The Bill Will Come Due
- Jacqueline Noguera
- Mar 5
- 4 min read
The Bill Will Come Due: AI, Technical Debt, and the Leaders Who Won't Be There to Pay It
There is a quiet gamble happening inside boardrooms right now. Leaders are looking at the promise of AI the speed, the cost savings and the efficiency and making a calculation: Why do we need as many developers? It feels like a reasonable question. AI can generate code. It can write tests, draft documentation and suggest architecture. On a spreadsheet, the math looks compelling. However, spreadsheets do not capture what walks out the door when an experienced developer cleans out their desk.
What Gets Lost That Can't Be Logged

Every software system carries two codebases. The one that lives in your repositories and the one that lives in the heads of the people who built it. The second one is the dangerous one to lose. It holds the answer to questions like: Why did we build it this way? What did we try before this that failed? What is this system allergic to? That knowledge isn't in a README. It isn't in a ticket. It was earned through late nights, production incidents, and hard-won compromises that were never fully written down because the person who made them was still around to explain it. When you reduce your engineering team significantly and especially your senior talent, that second codebase evaporates. And AI cannot reconstruct it. An AI tool can read your code. It cannot read your history.
AI-Generated Code Is Code That Still Needs to Be Owned
This is the part the efficiency argument skips over. AI writes code quickly. But code is not a deliverable it is a liability you take on. Every line that enters your codebase needs to be understood, maintained, secured, and eventually changed. AI does not bear that responsibility, your team does, and if your team is smaller, less experienced, or spread too thin, the code AI generates will accumulate like sediment that is functional on the surface but fragile underneath.
Technical debt has always been about deferring those hard decisions for the appearance of short-term progress. AI doesn't eliminate that dynamic and in the hands of under-resourced teams, it absolutely accelerates it. We may be building the most sophisticated technical debt in history and calling it transformation.
Leadership Is Making a Short-Term Decision with Long-Term Consequences

Here is the uncomfortable truth: the leaders making these workforce decisions will, in many cases, not be present when those consequences arrive. Technical debt does not present its bill immediately. It accumulates quietly in systems that become harder to change, in new features that take longer than they should, in security vulnerabilities that were not identified because no one understood the code well enough to spot them. By the time the invoice comes in, the executive who approved the headcount reduction has often moved on to the next role, the next company and their next efficiency story. Those engineers that were left behind to manage more complexity will pay for it.
Let me be clear, this is not an argument against AI. It is an argument for honest accounting. If you are reducing your engineering capacity, you should be able to answer: Who will own the code AI generates? Who will debug it at 2am? Who will onboard the next hire and then explain why things work the way they do? And if the answer is unclear, you haven't solved a problem. You have only deferred it.

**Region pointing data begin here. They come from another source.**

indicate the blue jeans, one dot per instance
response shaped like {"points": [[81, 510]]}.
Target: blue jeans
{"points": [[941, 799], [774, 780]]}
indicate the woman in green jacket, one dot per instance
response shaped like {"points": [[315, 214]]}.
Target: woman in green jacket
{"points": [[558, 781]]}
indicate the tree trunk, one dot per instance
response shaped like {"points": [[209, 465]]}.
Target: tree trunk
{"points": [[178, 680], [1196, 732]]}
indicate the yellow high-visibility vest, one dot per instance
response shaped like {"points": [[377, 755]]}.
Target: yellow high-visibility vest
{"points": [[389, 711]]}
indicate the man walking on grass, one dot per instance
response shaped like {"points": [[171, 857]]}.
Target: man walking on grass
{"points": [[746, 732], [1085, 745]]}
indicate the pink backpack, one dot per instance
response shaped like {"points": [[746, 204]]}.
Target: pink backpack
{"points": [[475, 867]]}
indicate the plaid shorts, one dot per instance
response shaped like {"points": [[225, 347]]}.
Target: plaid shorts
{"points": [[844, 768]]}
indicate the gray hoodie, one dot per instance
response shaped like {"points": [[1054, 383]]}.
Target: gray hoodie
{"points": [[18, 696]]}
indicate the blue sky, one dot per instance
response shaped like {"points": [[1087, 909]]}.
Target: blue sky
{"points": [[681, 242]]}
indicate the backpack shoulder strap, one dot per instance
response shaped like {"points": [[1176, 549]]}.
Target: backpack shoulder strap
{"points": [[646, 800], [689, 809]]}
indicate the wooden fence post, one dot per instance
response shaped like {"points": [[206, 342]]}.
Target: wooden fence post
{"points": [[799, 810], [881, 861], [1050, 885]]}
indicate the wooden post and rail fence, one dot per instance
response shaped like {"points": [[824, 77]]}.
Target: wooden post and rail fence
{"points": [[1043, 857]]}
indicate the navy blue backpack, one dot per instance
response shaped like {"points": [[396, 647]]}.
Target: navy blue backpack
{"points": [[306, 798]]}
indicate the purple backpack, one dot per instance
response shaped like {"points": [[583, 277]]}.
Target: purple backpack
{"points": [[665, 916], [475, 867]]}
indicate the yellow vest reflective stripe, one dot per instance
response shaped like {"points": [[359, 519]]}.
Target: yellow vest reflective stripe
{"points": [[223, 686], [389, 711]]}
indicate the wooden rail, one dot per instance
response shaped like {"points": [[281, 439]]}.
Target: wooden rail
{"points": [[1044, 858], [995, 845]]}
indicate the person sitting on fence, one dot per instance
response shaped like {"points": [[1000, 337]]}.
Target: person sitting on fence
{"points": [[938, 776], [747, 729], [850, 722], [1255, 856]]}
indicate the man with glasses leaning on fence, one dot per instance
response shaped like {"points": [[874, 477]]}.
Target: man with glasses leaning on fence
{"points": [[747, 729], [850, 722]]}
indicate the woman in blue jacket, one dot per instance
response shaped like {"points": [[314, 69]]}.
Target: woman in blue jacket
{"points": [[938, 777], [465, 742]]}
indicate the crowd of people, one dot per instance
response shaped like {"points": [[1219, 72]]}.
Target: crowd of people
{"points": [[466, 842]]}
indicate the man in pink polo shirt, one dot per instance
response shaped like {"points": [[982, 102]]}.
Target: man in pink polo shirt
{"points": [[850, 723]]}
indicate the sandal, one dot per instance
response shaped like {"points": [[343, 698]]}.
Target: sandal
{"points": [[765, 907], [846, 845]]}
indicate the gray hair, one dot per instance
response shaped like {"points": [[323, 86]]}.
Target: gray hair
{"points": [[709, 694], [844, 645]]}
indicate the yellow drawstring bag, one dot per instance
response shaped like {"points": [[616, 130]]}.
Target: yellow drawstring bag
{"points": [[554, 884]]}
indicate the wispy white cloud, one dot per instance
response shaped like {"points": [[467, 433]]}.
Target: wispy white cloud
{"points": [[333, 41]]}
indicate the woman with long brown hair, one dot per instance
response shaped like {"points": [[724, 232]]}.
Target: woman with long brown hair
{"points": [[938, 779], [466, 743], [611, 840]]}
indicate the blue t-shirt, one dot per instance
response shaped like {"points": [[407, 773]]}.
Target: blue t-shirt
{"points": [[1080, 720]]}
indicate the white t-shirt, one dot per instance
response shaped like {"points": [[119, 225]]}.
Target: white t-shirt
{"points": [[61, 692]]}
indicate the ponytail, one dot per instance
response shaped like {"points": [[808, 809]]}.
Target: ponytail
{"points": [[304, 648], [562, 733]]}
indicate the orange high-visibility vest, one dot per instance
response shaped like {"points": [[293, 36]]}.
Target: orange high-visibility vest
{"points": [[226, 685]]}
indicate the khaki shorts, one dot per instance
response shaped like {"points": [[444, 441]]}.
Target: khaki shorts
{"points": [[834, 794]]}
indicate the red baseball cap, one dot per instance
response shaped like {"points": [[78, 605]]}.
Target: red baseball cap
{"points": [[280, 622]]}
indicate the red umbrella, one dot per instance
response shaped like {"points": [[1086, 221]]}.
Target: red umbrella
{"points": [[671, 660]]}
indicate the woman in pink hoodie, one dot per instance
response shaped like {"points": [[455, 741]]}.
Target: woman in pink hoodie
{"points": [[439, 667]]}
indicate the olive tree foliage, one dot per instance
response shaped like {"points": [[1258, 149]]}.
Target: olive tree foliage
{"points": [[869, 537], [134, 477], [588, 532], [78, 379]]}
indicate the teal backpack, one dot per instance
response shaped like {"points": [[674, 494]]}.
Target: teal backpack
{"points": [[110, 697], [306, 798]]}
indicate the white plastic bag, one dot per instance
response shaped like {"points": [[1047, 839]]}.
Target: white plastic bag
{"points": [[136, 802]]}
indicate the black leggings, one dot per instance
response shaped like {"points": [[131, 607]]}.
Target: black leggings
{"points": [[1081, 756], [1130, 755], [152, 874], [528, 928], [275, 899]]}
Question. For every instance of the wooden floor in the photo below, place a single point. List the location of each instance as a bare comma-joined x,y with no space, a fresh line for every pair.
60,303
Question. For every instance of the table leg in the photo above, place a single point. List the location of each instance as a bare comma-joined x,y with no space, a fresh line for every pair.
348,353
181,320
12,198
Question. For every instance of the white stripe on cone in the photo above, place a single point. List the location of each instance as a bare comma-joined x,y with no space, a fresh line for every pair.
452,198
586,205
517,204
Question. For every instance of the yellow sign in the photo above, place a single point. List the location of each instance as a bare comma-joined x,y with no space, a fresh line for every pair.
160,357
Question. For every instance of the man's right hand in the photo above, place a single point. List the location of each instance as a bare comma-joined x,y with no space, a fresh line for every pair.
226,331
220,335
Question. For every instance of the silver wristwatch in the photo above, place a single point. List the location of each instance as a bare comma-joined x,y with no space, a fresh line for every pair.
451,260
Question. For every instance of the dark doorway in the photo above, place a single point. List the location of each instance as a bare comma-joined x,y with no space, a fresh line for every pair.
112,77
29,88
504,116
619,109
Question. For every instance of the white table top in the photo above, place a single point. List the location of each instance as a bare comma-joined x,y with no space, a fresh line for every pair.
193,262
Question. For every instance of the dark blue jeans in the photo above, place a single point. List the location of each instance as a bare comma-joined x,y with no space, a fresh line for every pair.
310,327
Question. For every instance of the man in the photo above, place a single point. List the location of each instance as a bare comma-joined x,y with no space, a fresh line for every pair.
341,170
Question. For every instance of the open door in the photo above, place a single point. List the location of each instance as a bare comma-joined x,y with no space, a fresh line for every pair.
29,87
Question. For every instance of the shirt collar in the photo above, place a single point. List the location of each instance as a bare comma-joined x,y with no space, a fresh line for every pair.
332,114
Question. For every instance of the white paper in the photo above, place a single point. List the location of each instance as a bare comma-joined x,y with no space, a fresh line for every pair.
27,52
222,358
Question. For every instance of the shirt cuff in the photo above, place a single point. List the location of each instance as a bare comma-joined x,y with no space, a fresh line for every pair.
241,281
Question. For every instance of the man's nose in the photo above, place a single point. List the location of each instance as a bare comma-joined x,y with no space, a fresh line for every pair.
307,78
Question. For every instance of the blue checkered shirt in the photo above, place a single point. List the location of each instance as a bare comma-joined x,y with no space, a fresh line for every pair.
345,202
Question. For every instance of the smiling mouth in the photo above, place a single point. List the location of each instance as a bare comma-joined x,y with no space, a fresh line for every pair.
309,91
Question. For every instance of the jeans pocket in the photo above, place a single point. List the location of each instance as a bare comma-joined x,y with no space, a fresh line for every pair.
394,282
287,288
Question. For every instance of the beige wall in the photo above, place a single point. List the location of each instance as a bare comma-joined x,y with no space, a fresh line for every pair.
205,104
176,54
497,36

What Good Leadership Actually Looks Like Here
The organizations that will come out ahead are not the ones that moved fastest to cut headcount. They are the ones that asked those harder questions:
How do we use AI to make our engineers more capable, not redundant?

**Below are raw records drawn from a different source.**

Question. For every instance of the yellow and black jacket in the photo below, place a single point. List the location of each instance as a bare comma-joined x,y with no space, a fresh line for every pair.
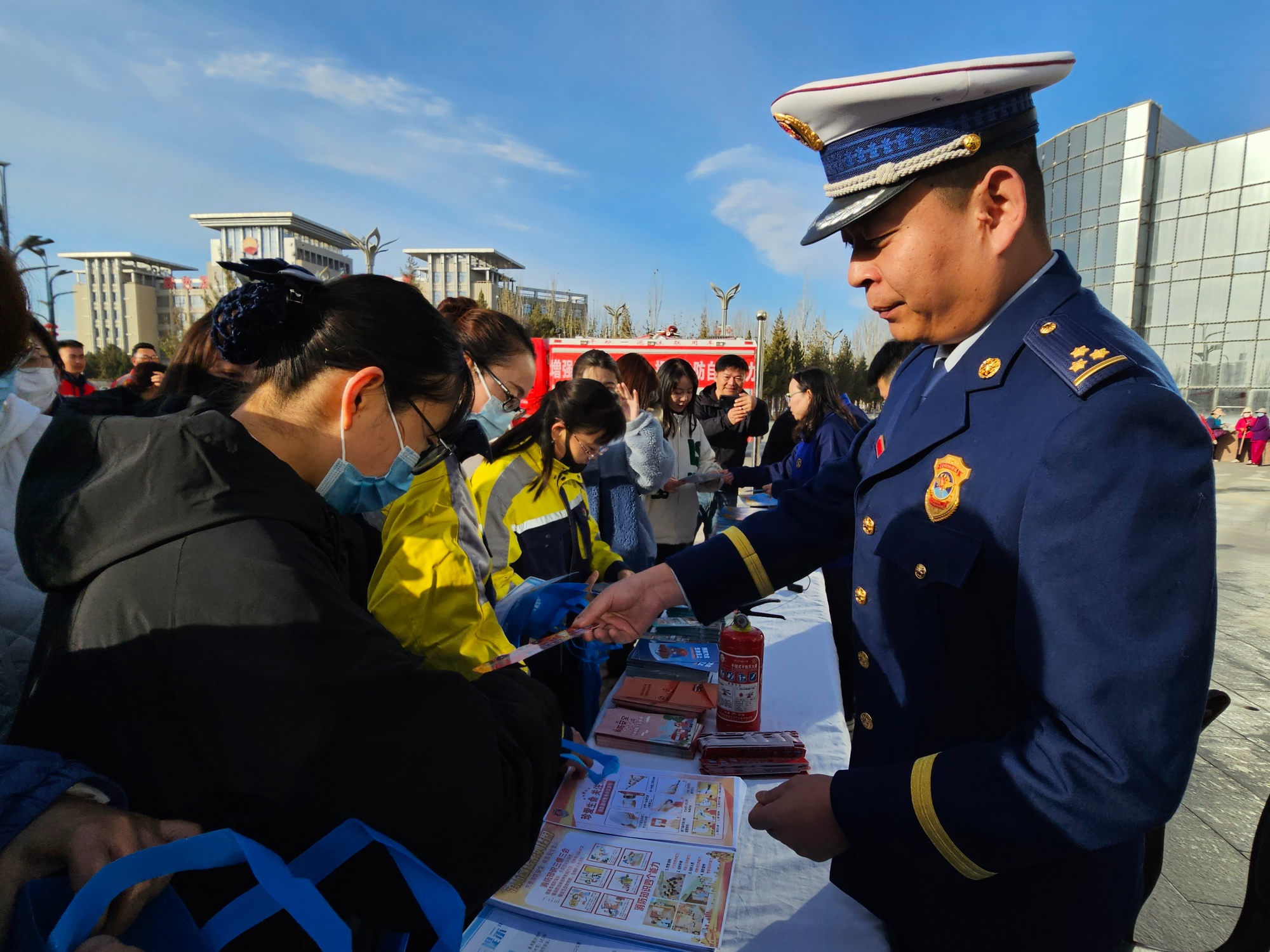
530,532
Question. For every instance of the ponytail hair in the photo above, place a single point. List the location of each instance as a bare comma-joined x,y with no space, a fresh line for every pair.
581,406
294,327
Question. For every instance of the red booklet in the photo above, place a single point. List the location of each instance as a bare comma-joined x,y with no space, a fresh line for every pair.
660,696
656,733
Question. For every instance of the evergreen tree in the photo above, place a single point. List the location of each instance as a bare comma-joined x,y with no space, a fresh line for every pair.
778,359
539,324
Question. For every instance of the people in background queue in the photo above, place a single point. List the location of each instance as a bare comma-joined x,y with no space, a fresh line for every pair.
674,510
1259,433
142,354
636,465
431,587
219,663
533,510
74,383
825,432
598,366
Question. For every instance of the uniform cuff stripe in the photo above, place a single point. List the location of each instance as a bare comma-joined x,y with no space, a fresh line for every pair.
758,573
924,805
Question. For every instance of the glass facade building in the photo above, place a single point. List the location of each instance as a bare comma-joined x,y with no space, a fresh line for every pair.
1173,235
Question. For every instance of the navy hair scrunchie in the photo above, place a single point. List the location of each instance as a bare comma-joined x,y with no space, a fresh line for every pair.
250,319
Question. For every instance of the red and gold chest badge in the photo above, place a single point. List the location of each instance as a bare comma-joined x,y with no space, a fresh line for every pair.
944,494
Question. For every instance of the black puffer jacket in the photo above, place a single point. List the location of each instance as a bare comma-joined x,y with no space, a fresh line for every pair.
201,648
730,440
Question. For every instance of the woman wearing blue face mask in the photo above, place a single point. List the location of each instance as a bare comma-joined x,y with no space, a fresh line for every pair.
206,642
432,585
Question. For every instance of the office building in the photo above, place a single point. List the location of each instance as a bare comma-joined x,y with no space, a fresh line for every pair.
1173,237
124,299
463,272
566,307
276,235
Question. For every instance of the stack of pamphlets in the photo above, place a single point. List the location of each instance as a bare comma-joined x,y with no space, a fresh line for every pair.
754,753
674,661
671,736
639,860
658,696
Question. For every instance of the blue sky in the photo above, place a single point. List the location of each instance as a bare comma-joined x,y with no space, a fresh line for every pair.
598,144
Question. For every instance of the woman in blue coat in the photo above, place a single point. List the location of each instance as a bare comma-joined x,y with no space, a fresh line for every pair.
824,433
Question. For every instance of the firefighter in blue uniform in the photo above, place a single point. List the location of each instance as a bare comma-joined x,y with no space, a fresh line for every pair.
1036,592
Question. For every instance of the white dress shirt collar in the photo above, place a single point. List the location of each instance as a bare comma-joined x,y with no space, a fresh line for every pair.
952,354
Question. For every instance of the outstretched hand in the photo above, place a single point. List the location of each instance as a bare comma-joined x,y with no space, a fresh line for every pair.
801,816
624,611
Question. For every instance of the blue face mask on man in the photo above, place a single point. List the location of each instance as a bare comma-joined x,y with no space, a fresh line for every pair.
493,418
349,492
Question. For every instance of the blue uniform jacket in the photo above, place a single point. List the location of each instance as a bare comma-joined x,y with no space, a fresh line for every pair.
1036,610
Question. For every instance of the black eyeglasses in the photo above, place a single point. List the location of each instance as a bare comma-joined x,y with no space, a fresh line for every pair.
512,403
434,454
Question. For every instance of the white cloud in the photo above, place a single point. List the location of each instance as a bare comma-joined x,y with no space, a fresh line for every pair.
326,79
163,81
476,143
741,157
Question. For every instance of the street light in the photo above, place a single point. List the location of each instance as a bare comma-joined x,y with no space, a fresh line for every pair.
4,208
761,317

What institutional knowledge do we need to actively preserve and document before it walks out the door?
Are we building systems our team genuinely understands, or systems we are dependent on AI to maintain?

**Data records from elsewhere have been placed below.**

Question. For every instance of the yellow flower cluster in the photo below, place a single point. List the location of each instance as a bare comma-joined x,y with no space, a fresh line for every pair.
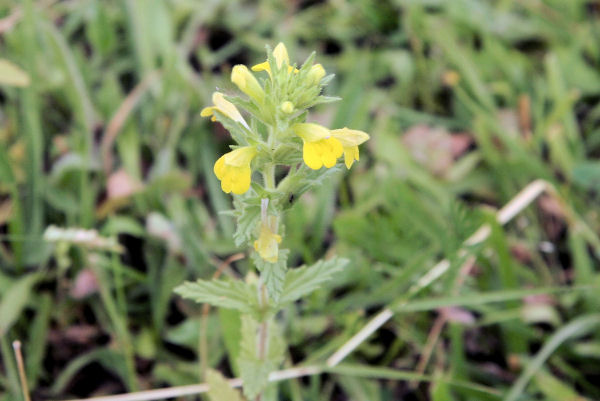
321,146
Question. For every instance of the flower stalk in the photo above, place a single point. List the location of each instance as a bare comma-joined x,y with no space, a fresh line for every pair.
271,133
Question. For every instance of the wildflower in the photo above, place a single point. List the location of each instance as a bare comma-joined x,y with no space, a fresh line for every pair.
316,74
281,56
233,169
350,139
319,148
243,78
267,243
225,107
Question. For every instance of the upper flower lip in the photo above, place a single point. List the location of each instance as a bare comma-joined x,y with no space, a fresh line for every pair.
350,137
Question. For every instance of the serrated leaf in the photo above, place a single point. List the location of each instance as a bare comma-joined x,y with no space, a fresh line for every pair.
231,325
219,388
12,75
225,294
254,370
304,280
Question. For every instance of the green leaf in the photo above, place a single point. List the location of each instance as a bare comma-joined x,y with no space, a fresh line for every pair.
273,274
587,174
231,326
12,75
14,300
220,390
581,326
254,368
304,280
225,294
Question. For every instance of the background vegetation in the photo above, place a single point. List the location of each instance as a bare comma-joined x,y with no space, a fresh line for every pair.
466,101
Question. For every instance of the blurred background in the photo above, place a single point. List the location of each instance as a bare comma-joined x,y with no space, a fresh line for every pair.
466,102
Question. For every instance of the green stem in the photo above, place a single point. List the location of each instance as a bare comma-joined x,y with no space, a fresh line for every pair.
263,330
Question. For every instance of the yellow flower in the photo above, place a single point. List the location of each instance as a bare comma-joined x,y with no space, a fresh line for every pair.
281,56
233,169
267,243
316,74
225,107
350,139
243,78
320,148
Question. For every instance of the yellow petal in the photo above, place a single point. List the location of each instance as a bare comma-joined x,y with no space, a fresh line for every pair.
241,177
266,245
350,137
241,156
207,111
332,150
280,54
350,154
219,168
311,155
226,184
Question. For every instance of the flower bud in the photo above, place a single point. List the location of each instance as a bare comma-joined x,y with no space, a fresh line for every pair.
243,78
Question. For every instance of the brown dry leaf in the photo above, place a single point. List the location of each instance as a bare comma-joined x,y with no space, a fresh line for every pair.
85,284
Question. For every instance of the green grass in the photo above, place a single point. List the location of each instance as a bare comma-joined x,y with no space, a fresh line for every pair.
518,80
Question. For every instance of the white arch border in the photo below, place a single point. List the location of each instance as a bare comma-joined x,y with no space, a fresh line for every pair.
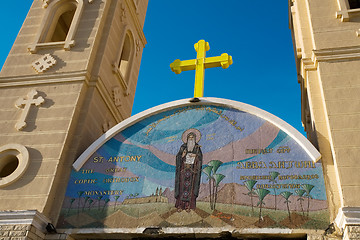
284,126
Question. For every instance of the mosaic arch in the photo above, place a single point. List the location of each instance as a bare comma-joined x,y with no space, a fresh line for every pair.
215,163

What is our plan when something breaks in ways that the AI did not anticipate?
AI is a powerful tool. But a tool in the hands of a depleted and overextended team is not an advantage it is a risk multiplier.
The Reckoning Is Coming

As we all know, software systems do not stay still. They have to grow and adapt, and survive failure. That requires human judgment. It requires the people who know the system deeply and who can reason about trade-offs and can look at AI-generated output and say this is wrong, and here is why. We are making decisions right now that will shape how resilient our systems are five years from now. Those decisions deserve more than a line item on a cost reduction slide in some boardroom. The bill for technical debt always comes due. The only question is who will be left to pay it and whether there will be enough people who understand the system well enough to do so.
This is part one of three essays that are reflections on AI, technical debt, and the human cost of moving too fast.